Around late 2019 and early 2020, veterinarians over the United Kingdom started reporting more and more cases of “acute onset prolific vomiting” among their canine patients. So, the Small Animal Veterinary Surveillance Network (SAVSNet) at the University of Liverpool decided to survey 1,258 vets and pet owners on the topic, as well as analyze 95 clinical samples collected from 71 animals.
Then, a collaborative team of scientists from multiple U.K. universities studied all that data to conclude the illness is most likely being caused by a variant of canine enteric coronavirus (CeCoV). To be clear, canine coronaviruses only affect dogs, so there is no risk here of humans being infected by this particular coronavirus. Of course, we all have enough to worry about in that department as is anyway.

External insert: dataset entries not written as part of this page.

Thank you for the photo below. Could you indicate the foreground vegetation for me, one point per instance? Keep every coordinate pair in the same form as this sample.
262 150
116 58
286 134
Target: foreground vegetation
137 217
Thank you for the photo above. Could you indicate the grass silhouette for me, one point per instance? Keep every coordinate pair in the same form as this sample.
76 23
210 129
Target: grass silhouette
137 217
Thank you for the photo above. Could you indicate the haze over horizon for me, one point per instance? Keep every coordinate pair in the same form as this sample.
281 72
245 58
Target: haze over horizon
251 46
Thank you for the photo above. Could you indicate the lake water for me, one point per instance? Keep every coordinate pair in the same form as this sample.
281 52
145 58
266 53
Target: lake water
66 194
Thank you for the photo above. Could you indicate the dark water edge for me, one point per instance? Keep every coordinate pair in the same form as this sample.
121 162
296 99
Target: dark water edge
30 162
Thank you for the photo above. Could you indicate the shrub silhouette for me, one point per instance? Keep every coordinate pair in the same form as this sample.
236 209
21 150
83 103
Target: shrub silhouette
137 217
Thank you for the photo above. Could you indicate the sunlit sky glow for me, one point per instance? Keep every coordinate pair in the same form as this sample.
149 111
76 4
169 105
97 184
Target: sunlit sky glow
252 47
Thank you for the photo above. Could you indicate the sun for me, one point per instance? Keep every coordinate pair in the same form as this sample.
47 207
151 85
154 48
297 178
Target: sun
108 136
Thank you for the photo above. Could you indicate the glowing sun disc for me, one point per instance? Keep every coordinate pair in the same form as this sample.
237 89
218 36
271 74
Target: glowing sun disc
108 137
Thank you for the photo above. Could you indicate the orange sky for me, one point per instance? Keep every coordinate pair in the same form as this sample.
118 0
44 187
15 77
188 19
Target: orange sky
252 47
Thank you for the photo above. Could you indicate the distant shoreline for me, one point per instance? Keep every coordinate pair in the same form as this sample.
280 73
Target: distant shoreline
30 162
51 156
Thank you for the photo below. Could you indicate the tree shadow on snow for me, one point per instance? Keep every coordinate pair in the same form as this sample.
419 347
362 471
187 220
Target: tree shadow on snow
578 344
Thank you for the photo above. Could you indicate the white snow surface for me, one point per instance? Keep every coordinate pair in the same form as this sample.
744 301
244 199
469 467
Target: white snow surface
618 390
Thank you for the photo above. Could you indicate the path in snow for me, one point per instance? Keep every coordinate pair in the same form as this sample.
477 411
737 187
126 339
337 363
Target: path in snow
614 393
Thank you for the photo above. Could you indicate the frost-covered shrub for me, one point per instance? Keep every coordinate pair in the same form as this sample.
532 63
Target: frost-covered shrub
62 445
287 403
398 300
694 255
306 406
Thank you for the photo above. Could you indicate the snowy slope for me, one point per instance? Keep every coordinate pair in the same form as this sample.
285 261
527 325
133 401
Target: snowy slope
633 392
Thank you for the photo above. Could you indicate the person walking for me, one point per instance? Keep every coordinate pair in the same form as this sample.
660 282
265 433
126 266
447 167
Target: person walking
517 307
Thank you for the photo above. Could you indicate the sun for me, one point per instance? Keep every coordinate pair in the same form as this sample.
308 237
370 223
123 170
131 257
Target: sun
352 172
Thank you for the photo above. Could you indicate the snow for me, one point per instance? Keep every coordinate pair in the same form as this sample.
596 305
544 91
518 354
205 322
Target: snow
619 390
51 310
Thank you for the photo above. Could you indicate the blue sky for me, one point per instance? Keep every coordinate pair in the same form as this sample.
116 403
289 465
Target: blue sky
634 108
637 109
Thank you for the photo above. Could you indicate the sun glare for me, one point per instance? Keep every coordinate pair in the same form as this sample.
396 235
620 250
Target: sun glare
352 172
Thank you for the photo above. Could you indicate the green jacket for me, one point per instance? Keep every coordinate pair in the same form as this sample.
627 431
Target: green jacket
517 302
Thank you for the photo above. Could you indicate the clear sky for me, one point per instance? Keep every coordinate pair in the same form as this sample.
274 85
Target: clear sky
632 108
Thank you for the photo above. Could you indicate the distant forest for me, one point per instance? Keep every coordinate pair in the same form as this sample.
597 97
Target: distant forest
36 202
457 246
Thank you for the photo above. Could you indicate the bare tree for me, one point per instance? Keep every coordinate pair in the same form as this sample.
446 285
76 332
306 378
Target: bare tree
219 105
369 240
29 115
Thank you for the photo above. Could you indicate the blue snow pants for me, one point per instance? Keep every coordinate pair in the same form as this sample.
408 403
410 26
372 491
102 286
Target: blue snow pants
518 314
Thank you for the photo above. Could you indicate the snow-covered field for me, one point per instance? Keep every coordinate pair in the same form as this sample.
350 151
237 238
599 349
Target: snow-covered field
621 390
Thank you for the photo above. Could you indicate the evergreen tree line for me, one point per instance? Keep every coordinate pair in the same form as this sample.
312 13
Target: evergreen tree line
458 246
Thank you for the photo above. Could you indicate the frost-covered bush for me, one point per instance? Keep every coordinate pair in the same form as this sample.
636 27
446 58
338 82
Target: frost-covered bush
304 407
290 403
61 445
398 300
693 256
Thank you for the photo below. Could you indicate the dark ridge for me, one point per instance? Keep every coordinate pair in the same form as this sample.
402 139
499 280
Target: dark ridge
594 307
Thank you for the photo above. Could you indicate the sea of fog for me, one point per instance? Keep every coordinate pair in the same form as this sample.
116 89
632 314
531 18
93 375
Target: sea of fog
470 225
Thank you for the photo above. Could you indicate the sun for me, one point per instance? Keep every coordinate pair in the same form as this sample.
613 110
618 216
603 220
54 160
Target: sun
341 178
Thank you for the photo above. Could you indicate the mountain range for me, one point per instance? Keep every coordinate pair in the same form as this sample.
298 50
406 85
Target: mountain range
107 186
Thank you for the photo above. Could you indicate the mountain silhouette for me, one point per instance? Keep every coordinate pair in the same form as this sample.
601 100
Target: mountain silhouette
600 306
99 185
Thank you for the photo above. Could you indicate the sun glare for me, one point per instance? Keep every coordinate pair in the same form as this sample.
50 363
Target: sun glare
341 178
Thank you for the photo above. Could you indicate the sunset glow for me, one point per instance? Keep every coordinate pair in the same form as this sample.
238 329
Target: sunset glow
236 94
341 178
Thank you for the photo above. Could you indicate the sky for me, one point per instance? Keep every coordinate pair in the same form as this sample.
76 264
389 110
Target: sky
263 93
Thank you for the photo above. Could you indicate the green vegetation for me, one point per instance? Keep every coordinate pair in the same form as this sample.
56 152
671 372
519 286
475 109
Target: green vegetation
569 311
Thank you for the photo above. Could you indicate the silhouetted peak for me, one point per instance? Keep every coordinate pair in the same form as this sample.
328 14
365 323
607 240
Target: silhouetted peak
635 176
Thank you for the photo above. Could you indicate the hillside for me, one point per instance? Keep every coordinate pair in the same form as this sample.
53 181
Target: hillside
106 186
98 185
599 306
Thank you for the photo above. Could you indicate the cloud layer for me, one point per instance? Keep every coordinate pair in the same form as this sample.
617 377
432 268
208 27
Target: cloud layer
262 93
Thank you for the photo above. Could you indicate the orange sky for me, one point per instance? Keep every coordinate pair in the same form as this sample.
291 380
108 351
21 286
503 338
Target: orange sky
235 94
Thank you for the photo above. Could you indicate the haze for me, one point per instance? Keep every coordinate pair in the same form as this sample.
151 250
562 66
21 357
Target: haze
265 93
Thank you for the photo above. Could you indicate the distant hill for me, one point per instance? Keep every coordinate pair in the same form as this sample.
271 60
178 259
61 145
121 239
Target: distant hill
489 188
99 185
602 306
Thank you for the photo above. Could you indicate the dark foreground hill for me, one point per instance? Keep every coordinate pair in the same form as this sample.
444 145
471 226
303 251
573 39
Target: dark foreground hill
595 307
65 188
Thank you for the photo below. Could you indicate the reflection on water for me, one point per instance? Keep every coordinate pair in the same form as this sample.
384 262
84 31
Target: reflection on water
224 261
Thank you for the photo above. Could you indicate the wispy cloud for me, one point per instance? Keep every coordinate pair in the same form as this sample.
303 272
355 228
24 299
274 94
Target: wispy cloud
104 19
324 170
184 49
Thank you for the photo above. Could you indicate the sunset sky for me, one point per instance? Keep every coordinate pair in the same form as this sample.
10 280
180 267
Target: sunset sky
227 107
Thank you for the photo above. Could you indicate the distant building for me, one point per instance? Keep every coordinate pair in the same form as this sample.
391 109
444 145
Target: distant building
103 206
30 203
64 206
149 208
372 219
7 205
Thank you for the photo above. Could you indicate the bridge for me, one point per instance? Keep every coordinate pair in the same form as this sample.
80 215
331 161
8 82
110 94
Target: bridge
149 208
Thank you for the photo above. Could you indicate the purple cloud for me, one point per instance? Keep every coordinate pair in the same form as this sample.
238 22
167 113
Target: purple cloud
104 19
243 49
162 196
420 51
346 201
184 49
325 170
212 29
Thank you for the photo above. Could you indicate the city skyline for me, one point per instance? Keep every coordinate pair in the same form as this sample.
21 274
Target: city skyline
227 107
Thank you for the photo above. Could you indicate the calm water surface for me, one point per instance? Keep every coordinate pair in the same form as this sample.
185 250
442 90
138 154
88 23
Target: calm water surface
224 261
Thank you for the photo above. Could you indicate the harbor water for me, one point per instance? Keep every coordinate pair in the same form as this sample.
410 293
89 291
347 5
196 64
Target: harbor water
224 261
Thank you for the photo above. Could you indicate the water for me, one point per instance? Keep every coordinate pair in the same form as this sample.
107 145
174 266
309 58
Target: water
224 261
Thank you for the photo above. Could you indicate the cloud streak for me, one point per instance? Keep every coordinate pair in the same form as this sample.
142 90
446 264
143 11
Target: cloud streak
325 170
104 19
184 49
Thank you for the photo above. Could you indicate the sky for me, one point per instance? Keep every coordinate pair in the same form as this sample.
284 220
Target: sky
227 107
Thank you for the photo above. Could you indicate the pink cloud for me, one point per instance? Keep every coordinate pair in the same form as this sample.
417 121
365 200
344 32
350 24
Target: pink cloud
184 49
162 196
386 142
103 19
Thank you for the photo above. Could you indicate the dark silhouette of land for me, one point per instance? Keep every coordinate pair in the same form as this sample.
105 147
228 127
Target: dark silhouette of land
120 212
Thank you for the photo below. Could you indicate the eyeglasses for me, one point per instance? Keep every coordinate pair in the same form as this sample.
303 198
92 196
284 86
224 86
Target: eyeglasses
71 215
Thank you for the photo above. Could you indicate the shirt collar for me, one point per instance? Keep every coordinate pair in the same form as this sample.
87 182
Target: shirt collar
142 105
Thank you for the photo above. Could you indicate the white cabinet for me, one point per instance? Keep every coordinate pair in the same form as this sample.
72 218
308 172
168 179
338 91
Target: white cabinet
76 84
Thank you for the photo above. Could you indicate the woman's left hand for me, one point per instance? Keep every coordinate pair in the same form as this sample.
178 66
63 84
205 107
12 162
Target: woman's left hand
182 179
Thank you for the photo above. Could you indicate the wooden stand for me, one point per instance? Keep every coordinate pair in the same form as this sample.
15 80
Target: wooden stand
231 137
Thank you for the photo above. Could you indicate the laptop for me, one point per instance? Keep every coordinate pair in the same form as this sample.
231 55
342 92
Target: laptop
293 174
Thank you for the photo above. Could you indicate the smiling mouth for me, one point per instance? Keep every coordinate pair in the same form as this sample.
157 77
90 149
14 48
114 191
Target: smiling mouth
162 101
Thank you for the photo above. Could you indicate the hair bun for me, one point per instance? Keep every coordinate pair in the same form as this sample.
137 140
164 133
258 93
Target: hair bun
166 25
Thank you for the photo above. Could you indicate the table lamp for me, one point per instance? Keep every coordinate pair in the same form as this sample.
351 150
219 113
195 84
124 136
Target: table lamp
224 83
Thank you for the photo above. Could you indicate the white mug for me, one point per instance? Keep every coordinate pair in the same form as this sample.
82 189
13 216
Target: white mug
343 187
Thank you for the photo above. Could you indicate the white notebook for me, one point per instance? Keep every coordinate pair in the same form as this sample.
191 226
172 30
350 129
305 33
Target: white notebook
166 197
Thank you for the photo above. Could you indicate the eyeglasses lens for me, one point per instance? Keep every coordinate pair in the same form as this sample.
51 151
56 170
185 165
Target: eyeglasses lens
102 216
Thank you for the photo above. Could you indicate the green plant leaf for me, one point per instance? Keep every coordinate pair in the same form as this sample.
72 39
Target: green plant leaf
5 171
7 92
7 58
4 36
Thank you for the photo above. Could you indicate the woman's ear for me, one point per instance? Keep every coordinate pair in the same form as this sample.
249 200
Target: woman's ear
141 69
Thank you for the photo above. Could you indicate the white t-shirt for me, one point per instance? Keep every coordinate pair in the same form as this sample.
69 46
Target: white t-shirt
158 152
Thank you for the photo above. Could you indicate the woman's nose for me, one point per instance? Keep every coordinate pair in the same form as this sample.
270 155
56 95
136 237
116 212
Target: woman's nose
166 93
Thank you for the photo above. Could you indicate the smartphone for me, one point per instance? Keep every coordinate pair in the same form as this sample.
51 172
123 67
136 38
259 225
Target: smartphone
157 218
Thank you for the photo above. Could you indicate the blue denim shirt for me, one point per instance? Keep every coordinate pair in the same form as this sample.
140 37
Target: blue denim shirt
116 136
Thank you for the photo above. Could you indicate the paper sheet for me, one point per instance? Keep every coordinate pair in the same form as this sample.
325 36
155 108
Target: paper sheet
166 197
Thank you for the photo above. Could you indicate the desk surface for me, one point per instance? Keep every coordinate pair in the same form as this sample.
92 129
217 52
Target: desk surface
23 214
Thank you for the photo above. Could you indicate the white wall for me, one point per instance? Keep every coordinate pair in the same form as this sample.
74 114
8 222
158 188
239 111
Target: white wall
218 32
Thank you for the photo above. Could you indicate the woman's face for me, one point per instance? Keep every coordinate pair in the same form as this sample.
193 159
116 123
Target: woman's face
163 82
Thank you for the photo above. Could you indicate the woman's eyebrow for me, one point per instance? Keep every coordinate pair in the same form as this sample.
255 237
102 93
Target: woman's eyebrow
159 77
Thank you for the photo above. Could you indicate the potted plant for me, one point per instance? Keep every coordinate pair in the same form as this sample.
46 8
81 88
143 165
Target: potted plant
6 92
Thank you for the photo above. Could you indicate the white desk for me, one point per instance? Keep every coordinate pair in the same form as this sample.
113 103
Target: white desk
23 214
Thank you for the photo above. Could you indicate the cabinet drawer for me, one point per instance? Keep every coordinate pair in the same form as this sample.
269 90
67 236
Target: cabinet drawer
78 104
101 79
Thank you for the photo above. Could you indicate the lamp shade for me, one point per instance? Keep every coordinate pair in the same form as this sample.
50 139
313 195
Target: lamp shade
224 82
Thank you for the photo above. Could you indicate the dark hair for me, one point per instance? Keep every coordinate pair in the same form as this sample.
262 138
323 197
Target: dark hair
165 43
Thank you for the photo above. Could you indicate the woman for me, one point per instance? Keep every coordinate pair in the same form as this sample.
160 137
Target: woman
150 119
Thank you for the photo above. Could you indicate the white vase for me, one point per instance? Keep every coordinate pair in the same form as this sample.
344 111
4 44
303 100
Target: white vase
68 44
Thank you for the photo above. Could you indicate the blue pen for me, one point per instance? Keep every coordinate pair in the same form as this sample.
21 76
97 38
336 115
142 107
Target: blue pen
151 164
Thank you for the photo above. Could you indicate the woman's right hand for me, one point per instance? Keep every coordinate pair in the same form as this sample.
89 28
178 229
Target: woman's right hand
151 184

“We’ve developed complex statistical models to look for disease outbreaks. Being able to rapidly detect increased incidence, without triggering a false alarm from a natural random variation, is the key problem here. Early detection is crucial to early treatment and enhanced monitoring,” says Dr. Barry Rowlingson from Lancaster University in a release. “The SAVSNet Agile project aims to feed information back to local veterinary practices so they can be alert to any new outbreaks.”
It’s worth noting that male dogs appear to be somewhat more vulnerable to this canine coronavirus than female canines.
“Obtaining such important results at an early stage of my PhD is a wonderful achievement and will hopefully provide a pathway of higher visibility into the health of domestic animals,” concludes Charlotte Appleton, SAVSNet Agile PhD Student.
The study is published in Emerging Infectious Diseases.